Bu üslup, ihtilafın askerî ve diplomatik tarafıdır. Onun bir de
tarihçi vesikası ve hukukçu içtihadıyla desteklenmesi gerekir.
Musul mes'elesini tam 90 sene sonra masaya yatırıyorsak, cephe
açmayı göze almışsak tezlerimizde haklı olduğumuzu isbat etmemiz
gerekir. Bu da az evvel ifade ettiğimiz gibi vesikaları konuşturan
güçlü tarihçiler ve mantık, muhakeme ve içtihatlarla fikirlerini
serdedip karşı taraf iddialarını çürütebilen sağlam hukukçularla
mümkündür.
Tek başına siyâset ve tek başına silahlı mücadele kâfi gelmez.
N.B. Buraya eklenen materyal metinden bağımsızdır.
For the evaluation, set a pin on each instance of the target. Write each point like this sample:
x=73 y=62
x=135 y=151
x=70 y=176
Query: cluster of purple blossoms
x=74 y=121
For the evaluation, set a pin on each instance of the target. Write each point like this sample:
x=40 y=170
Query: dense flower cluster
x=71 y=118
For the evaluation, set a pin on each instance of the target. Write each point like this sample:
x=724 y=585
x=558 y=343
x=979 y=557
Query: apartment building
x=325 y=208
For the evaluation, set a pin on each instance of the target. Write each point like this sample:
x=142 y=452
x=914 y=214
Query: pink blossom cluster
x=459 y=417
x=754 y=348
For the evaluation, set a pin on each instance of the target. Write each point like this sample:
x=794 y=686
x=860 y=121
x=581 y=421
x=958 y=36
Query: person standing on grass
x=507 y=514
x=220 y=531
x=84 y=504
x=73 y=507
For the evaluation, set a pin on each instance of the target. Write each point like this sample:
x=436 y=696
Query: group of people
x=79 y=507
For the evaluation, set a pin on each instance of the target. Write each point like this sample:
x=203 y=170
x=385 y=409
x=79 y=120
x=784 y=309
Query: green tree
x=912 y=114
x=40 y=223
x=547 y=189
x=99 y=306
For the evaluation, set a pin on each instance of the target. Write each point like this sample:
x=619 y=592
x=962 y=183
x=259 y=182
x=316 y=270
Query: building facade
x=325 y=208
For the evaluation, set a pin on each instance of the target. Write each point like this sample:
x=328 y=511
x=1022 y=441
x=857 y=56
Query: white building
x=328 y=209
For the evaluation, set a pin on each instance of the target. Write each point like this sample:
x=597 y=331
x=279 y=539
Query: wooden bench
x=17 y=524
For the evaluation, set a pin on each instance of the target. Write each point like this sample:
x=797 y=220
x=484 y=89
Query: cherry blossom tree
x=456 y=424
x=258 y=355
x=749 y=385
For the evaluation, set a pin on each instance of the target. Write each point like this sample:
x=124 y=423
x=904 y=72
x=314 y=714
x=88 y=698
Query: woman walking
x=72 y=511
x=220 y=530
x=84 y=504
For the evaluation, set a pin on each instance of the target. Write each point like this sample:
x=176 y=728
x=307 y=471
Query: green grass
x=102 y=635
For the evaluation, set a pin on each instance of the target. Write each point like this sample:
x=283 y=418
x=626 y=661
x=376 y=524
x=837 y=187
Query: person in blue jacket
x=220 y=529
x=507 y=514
"Musul mes'elesi" dendiğinde etiketler ortaya çıkmaktadır. Osmanlı
İmparatorluğu, Britanya İmparatorluğu, Türkler, Türkmenler,
Kürtler, Araplar, petrol, Lozan Andlaşması, Haliç Konferansı,
Brüksel Hudut Hattı, Ankara Andlaşması, Irak'ta İngiliz mandası,
Cemiyet-i Akvam, Lahey Adalet Divanı, Musul petrolünde Türkiye'nin
yüzde 10 hissesi vs.
Musul mes'elesi, Lozan'da bir karara bağlanamayınca ihtilaf,
ileriki bir zamana talîk edilmişti. Bundan dolayı 30 Eylül 1924'te
ihtilaflı bölgede keşif çalışması yapacak, ahalinin tercihini
öğrenecek 3 kişilik bir hey'et/komisyon teşkil edildi. Komisyonun
başkanlığını eski Macar başvekili Pal Telek yapıyordu. Komisyon
keşif ve çalışmaları sonucunda 29 Ekim 1924'te geçici bir Türk-Irak
hudut tarifi yaparak bunu 16 Temmuz 1925'te BM'ye sundu. Türkiye,
raporu tatmin edici görmediğinden itirazları oldu. BM, Lahey Adalet
Divanı’ndan mütalaa istedi. BM/Cemiyet-i mütalaadan da kuvvet
alarak 16 Aralık 1925'te ittifakla/oybirliğiyle raporu kabul etti.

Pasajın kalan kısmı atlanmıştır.